Ok, fair enough. Points for honesty. May I ask, have you developed your single-note (lead) play to the level of doing it in a band or performance context, or not so much?
Oh yes, I used to be semi-professional. I played in a great deal of bands, and did some recording and played many shows. I was also a tech at a music store and assistant manager for 15 years or so. I gave it up for a long time for various reasons, but I came back now with a new found fire, so that’s why I’m here. To remove the final roadblocks that prevent me from being professional level, which is going along swimmingly.
I see. So if you remember back this far, when you were in the early phases of playing and you were trying to copy a solo you liked… did you only play the bits of it that you felt you’d be able to nail at the recorded tempo, with not too much work? Or did play it all, whether or not you’d be able to pull off the whole thing at the recorded tempo?
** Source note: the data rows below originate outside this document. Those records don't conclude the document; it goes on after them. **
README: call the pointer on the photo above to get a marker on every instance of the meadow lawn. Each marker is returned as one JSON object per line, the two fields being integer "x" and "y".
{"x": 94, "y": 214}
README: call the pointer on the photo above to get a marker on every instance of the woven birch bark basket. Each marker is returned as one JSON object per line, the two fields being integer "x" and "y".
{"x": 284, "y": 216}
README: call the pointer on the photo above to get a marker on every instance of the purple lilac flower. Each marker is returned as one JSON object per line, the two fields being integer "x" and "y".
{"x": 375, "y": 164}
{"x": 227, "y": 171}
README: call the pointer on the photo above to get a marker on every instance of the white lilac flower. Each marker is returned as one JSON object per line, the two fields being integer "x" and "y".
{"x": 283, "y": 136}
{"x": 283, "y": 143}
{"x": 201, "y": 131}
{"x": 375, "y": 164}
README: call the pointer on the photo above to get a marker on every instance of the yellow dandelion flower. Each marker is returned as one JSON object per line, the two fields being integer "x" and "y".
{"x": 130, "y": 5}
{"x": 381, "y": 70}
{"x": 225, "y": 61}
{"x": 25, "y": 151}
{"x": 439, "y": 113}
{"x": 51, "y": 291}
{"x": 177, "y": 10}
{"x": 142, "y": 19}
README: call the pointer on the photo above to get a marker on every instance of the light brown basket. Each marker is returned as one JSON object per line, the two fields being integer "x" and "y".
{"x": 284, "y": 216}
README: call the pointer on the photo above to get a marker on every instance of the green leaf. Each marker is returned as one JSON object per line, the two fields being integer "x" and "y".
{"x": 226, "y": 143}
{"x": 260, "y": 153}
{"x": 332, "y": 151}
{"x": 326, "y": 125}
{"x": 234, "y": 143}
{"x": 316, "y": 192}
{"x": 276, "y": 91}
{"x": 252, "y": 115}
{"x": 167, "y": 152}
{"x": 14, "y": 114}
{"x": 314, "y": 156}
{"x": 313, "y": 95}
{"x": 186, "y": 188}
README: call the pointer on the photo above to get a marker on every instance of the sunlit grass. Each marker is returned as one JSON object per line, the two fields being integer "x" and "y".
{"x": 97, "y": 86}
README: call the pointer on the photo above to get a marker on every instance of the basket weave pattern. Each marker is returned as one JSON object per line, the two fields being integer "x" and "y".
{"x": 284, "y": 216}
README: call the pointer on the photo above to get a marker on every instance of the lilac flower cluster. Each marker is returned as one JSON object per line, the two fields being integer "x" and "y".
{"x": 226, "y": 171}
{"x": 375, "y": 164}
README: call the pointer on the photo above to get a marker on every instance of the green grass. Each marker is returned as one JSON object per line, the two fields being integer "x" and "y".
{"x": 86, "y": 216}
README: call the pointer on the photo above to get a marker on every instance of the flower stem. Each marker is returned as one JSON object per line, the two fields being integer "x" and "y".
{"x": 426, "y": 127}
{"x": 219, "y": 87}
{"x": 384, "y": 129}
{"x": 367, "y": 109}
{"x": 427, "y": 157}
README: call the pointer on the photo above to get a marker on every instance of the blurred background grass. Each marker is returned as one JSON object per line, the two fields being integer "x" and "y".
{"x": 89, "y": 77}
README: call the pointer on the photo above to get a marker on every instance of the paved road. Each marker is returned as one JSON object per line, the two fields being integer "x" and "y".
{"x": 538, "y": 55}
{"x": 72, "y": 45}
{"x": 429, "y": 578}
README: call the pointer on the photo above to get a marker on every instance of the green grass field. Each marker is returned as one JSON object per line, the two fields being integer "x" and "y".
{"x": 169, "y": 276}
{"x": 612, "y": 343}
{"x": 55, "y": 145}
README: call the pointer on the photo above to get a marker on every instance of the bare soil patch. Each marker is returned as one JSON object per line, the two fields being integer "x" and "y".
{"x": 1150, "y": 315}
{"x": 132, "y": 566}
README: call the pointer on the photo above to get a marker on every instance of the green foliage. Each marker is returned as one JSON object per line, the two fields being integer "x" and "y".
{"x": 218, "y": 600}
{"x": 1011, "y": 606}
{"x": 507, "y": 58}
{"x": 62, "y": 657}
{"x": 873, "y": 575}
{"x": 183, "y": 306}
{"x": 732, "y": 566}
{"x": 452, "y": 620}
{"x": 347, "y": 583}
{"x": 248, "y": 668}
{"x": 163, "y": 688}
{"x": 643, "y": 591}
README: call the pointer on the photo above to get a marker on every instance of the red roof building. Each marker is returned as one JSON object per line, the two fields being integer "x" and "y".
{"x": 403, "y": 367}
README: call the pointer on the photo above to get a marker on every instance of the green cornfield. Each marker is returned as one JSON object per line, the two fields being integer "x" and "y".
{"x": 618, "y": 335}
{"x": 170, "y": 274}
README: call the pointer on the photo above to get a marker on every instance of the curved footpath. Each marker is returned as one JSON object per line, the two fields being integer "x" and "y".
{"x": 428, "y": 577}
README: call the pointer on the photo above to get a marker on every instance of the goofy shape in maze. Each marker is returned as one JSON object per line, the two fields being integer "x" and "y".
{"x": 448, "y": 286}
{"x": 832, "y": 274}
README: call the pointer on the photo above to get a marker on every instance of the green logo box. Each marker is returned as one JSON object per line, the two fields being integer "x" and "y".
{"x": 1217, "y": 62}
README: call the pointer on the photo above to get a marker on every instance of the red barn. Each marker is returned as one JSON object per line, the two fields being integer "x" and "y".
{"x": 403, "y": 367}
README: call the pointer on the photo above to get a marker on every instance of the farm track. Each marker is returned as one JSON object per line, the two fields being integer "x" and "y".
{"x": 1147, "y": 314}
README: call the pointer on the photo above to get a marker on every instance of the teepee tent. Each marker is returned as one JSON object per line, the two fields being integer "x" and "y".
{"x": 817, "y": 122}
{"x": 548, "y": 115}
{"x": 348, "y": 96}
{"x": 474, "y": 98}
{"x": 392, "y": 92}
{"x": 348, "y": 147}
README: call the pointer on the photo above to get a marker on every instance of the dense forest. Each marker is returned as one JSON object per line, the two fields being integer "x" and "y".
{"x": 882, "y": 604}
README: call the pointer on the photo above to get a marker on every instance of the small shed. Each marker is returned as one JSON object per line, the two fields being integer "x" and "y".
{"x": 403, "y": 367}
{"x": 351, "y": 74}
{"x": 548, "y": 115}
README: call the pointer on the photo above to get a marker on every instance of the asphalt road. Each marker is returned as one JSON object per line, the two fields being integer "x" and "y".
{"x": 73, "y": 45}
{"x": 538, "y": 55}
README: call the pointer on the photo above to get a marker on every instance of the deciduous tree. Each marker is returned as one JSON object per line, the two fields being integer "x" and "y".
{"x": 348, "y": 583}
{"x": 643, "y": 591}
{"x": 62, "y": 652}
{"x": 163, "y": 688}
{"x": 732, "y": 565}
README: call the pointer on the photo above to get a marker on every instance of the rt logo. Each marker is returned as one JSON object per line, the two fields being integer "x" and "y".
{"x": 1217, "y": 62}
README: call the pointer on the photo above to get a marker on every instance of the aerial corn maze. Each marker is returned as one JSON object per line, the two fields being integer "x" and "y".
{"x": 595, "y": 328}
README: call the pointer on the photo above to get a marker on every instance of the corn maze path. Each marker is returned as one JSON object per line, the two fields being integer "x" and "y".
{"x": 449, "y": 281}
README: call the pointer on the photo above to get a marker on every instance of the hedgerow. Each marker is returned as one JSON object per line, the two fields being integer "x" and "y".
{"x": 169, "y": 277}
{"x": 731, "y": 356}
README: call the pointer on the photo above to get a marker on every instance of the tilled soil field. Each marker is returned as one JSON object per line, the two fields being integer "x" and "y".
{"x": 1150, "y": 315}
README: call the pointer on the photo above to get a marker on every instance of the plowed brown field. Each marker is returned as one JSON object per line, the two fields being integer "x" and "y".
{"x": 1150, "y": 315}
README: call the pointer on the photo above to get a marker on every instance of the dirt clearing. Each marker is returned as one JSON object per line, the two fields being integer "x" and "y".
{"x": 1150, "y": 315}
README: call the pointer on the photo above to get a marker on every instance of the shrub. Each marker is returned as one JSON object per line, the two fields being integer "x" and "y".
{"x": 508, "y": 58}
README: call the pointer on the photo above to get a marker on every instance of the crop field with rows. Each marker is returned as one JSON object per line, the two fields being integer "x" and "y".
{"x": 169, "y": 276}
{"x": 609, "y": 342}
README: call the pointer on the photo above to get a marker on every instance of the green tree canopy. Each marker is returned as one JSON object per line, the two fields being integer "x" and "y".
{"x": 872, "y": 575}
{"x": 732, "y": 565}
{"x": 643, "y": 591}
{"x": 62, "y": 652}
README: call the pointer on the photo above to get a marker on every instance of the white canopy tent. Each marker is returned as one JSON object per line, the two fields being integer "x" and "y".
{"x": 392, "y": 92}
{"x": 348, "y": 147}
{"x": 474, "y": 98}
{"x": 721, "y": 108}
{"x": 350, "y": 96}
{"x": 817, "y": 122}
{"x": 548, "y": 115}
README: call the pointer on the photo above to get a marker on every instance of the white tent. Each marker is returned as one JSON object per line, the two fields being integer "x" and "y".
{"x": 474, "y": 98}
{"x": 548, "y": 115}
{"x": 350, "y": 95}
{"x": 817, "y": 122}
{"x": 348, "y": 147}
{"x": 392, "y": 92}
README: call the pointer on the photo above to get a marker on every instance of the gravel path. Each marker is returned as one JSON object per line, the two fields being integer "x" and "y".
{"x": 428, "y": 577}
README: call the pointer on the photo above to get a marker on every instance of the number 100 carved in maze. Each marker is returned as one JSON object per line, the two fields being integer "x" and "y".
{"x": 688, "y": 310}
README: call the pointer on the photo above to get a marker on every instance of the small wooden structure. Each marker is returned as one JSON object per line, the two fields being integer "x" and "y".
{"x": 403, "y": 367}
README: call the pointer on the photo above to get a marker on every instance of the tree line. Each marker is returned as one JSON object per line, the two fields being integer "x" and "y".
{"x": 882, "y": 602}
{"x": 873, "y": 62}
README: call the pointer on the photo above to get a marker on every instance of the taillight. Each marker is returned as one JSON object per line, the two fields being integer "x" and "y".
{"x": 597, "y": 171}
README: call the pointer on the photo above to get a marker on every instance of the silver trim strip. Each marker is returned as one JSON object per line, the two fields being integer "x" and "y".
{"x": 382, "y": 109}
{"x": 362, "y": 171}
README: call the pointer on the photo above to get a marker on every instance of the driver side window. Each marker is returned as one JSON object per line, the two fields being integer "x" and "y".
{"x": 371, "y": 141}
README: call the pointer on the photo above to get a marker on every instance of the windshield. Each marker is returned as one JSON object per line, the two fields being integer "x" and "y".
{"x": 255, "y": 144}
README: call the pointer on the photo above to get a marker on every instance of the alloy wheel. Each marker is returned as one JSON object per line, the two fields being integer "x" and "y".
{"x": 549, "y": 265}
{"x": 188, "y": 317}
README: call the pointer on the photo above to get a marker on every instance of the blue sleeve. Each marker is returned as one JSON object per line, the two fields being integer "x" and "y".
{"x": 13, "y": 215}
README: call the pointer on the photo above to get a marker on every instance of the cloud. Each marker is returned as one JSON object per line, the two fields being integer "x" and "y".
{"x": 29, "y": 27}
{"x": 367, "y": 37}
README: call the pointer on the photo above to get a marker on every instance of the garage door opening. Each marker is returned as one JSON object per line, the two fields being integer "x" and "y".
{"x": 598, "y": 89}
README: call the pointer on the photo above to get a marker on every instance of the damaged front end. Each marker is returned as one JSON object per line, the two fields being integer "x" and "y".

That’s what I would have suspected. And it’s another reason I think that ‘excercisers’ can be at a disadvantage (vs. ‘noodlers’). Drills I was assigned had tempos attached. It kind of becomes a chore, like cleaning your room; you do the minimum to get by. That’s not a great way to learn.
I’m thinking of becoming a noodler:)
So do you think that by taking this lick to 80% of the recorded version, and that solo to 85%, and so on, you ultimately reached a point where you could handle the stuff you were copying at full recorded tempo?